D’altronde la posizione del Vaticano e dei Vescovi sul tema è chiara. «La droga cosiddetta leggera non è leggera, perché danneggia il cervello. Essa è il cavallo di Troia per le droghe più pesanti, quindi ribadiamo: no alla droga leggera». Questa la posizione della Chiesa Cattolica in merito alla cannabis espressa da Marcelo Sanchez Sorondo, cancelliere della Pontificia Accademia delle Scienze. Negli Usa è intervenuta anche finanziando con cospicui fondi economici le campagne elettorali per il No alla legalizzazione negli stati interessati dal referendum sulla cannabis. È successo in Massachusetts anni fa, dove l’arcidiocesi di Boston ha donato 850mila dollari, al fronte del “No” per la campagna elettorale.

Mentre durante diversi vertici internazionale sulle droghe, il Vaticano si è schierato con paesi come Cina e Pakistan esprimendo la propria ferma contrarietà ad ogni ipotesi di legalizzazione.

LA CRIMINALITÀ ORGANIZZATA

Le mafie italiane hanno il monopolio su produzione, importazione e vendita di stupefacenti nel nostro Paese. Guadagnano miliardi su miliardi ogni anno, senza che i vertici vengano toccati da alcun provvedimento. Magari qualcuno che fa manovalanza, negli ultimi posti della catena, viene arrestato, insieme a centinaia di semplici consumatori. E quindi mentre spendiamo centinaia di milioni di euro di soldi pubblici (anche nostri), per mandare la polizia nelle scuole e in generale intensificare i controlli, loro si godono indisturbati il bottino di quel capolavoro che è l’attuale “guerra alla droga” nel nostro Paese.

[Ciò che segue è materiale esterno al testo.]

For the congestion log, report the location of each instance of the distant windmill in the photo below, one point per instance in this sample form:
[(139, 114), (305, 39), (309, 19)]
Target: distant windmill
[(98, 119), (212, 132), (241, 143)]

E quindi accade che, mentre in Italia il governo ha proposto una legge per inasprire le pene sulle droghe leggere anche nei casi di lieve entità, l’Onu, con uno storico rapporto, torna ad invocare la fine della guerra alla droga sottolineandone gli effetti nefasti.

In Italia è stata nientemeno che la Direzione Nazionale Antimafia a chiedere di legalizzare la cannabis, sottolineando i danni che ne deriverebbero per le associazioni mafiose e criminali. 

Stessa posizione condivisa da Cafiero De Raho, ex procuratore nazionale antimafia, che ha più volte sottolineato la necessità e l’urgenza della legalizzazione. 

LE MULTINAZIONALI

Questa è una lezione che abbiamo imparato guardando alle legalizzazioni avvenute oltreoceano: le multinazionali del farmaco, quelle dell’alcol, e quelle del tabacco, sono fermamente contrarie alla legalizzazione della cannabis. Perché? Perché il fatto di renderla legale toglie enormi fette di mercato ai loro prodotti, che siano farmaci, alcolici o sigarette e simili. E quindi abbiamo assistito a grandi finanziamenti di queste industrie per contrastare i referendum in corso in Usa, salvo poi fare marcia indietro, ed entrare nel business quando ci si era resi conto di non poterlo più fermare. 

GLI INDIFFERENTI

Tante persone credono che la battaglia per la legalizzazione sia la battaglia di chi vuole fumare liberamente. E non c’è niente di più sbagliato. Quella per la legalizzazione è una battaglia di civiltà, di diritti umani, di scienza e di umanità. E l’indifferenza di chi non si interessa a questo tema è il cemento che tiene in piedi il muro di chi la proibisce.